36 mal die Erde sprengen

Wir wussten damals alles über Pershings und SS-20-Raketen. Wir haben auf dem Schulhof Strichlisten mit Kreide auf den Asphalt gemalt, wer wie viele Atomsprengköpfe hatte und berechnet, dass die beiden Supermächte die Erde 36 mal in die Luft sprengen könnten. Wir haben aber auch zu Udo Lindenbergs „In 15 Minuten sind die Russen auf dem Kurfürstendamm“ getanzt und auf Friedendemos gesungen. Warum also nicht einen Notfallkoffer packen? Wenn es hilft, Ängste zu kanalisieren.

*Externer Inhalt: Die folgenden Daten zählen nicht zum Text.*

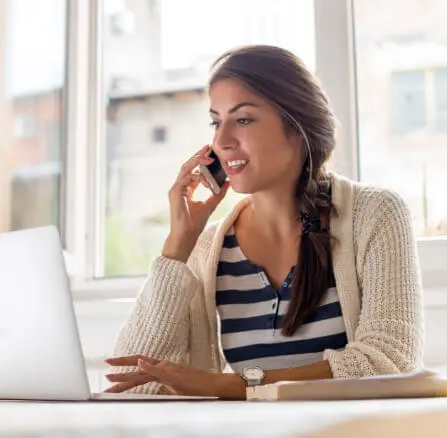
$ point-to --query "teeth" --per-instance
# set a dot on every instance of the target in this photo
(237, 163)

Am Sonntag waren in Deutschland Hunderttausende auf Friedensdemos. Klar, es ging erstmal darum, Solidarität mit der Ukraine zu demonstrieren. Aber es geht auch darum, die eigene Kriegsangst zu bändigen. Nicht tatenlos bleiben zu müssen. Etwas tun, egal was. Regierungssprecher Steffen Hebestreit wurde am Montag in der Regierungspressekonferenz gefragt, wie viele Atomsprengköpfe die Russen hätten und ob das Patriot-Abwehrsystem dem gewachsen sei. Allein die Frage verrät schon viel über Angst. Hebestreit sagte, als Kind der 80er habe er das alles mal gelernt, dann aber vergessen. Das Wissen brauchte er ja nicht mehr. Willkommen zurück in einer finsteren Zeit.